The last song on Balance, "Feelin" is a stellar Van Halen power ballad with lyrics that might depict Hagar's mindset at the time about being in Van Halen as he noted everytime he said black, Eddie said white and they couldn't agree on anything. The solo is fantastic as Alex kicks it into double time, no rhythm guitar overdubs.
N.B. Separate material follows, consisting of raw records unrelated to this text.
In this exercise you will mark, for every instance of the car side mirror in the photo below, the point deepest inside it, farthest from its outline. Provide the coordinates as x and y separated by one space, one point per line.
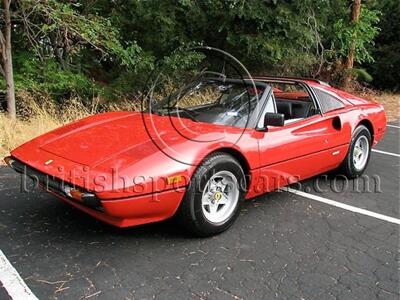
274 119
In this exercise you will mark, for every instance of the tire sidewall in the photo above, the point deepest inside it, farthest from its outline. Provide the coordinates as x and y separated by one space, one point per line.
360 130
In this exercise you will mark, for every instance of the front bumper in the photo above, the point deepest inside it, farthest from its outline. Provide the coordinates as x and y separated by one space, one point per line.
124 212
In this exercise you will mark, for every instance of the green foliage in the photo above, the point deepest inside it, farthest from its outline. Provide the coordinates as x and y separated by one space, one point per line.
47 76
109 48
385 70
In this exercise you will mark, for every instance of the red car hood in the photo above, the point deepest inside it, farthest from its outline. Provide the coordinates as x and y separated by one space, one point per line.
98 140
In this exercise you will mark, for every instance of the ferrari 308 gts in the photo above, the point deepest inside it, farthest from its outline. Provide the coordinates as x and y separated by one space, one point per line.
199 152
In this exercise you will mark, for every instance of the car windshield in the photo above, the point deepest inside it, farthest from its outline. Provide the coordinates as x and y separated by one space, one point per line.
212 101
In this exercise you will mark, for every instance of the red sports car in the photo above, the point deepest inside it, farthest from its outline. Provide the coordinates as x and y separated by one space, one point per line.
199 152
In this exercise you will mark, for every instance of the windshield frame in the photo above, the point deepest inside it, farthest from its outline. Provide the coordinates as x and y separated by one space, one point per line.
254 115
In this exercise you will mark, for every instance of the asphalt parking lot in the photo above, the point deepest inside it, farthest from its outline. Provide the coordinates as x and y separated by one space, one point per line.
282 246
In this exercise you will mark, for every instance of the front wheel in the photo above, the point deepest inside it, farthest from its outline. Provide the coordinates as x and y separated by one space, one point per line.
357 157
212 201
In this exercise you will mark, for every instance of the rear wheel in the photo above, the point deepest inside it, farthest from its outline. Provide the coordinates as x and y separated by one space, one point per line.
357 158
212 201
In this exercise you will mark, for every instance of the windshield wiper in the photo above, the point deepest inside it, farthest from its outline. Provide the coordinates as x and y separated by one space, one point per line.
189 113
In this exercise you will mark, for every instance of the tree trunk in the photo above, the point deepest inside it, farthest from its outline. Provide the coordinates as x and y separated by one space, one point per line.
355 16
5 41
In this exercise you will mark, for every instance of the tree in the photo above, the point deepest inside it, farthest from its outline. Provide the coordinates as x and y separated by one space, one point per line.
6 59
355 16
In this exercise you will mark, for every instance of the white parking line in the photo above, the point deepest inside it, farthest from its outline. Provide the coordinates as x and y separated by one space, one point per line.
344 206
12 282
384 152
394 126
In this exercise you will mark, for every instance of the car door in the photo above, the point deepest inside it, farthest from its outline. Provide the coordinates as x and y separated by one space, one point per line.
301 149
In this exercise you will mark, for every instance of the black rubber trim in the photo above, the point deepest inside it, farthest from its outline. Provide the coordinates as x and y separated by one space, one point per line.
312 153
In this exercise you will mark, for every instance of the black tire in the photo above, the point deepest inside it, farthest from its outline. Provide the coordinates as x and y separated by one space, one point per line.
190 214
347 167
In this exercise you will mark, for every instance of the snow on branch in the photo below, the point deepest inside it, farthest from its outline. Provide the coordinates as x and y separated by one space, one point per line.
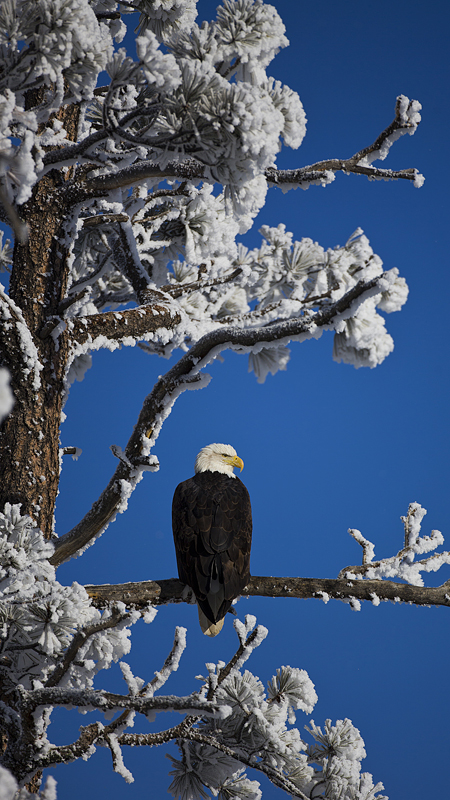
406 120
356 583
159 402
403 565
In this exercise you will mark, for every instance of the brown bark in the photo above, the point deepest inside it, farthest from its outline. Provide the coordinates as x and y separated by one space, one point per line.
171 590
29 438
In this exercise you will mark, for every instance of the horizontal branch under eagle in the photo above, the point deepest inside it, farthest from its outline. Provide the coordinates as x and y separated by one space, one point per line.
171 590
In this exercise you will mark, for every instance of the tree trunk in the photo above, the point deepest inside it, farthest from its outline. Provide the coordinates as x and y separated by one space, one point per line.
29 437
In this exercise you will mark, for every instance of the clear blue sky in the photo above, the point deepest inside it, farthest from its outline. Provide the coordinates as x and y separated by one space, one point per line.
325 447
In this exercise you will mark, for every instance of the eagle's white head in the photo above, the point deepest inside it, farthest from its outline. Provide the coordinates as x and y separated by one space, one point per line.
218 458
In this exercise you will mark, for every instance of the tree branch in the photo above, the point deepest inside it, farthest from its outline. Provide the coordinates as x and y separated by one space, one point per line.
139 595
158 312
158 403
190 169
108 701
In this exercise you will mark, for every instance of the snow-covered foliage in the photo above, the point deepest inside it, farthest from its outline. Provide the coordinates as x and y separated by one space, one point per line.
53 642
259 732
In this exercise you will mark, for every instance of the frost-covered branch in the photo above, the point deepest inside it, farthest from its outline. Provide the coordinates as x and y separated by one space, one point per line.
161 592
158 403
108 701
406 120
402 565
365 582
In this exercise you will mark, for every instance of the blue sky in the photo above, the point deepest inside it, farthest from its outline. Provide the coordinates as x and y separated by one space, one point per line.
325 447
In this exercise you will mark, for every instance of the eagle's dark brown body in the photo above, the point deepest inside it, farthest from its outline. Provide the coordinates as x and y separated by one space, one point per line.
212 528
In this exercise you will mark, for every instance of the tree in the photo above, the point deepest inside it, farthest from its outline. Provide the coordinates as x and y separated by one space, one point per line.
126 215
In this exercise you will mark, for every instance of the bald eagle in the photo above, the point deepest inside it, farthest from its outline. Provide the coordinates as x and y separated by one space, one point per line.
212 531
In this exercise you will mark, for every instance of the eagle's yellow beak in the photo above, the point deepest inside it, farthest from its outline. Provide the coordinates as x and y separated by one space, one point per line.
235 461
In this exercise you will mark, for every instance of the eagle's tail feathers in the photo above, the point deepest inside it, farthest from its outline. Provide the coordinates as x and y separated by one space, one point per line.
209 628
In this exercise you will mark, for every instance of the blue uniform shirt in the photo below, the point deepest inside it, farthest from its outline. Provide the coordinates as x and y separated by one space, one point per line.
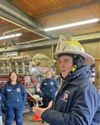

A keyboard (string?) section over the last section adds a dark mood to what is a stellar song.

Seventh Seal (from Balance)

The opening track on the Balance record, "Seventh Seal" has a certain groove to it really makes the song a standout from the Sammy Hagar era. Part of that groove comes from Eddie's amazing ability to play rhythm guitar so smoothly as you can hear from that amazing opening riff. It's one of a very few Van Halen songs with no guitar solo.

5150 (from 5150)

Just a wicked song that doesn't seem to get enough love from fans. Hagar had just joined and you can tell things were going very well as they wrote this amazing song. Eddie's main riff is loose and fun, while Hagar contributed some stellar lyrics: "Always one more You're never satisfied. Share one for all with you it's only one for me. So why draw the line and meet you half the way when you don't know what that means." And you can't say enough about the blistering solo Eddie delivers. "5150" is a song that's best played loud.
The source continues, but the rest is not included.